A indústria brasileira apresenta um cenário de crescente pessimismo em relação ao rumo da economia nacional. Pressionados por instabilidades no cenário global, os empresários do setor reduziram suas expectativas, conforme revelado pelo Índice de Confiança do Empresário Industrial (ICEI), divulgado pela Confederação Nacional da Indústria (CNI).
Em julho de 2026, o indicador registrou uma queda de 2,3 pontos, situando-se em 44,4 pontos. Para se ter uma ideia da magnitude desse recuo, o índice atual está 8,9 pontos abaixo de sua média histórica, que é de 53,3 pontos. Este é o patamar mais baixo de confiança desde junho de 2020, período em que o setor sentiu os impactos iniciais da pandemia de Covid-19, quando o índice havia chegado a 41,2 pontos.

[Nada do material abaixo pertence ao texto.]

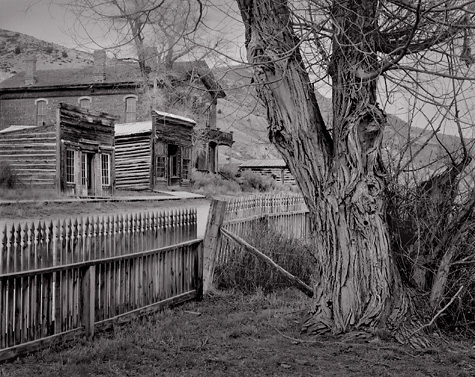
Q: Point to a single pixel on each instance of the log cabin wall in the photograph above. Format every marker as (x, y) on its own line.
(85, 151)
(31, 153)
(133, 161)
(171, 150)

O ICEI funciona como um termômetro essencial para a economia. Quando o índice cai, sinaliza que quem comanda as fábricas está “pisando no freio”. Na prática, esse comportamento costuma travar novos investimentos em maquinário e a contratação de novos funcionários, o que pode impactar a geração de empregos e o crescimento do PIB industrial.
O cálculo do índice é dividido em duas frentes: o momento atual (avaliação dos últimos seis meses) e as expectativas (visão para os próximos seis meses). A pontuação varia de 0 a 100, sendo que valores acima de 50 indicam confiança e abaixo de 50 revelam falta de confiança. Atualmente, ambos os componentes mostram sinais de alerta.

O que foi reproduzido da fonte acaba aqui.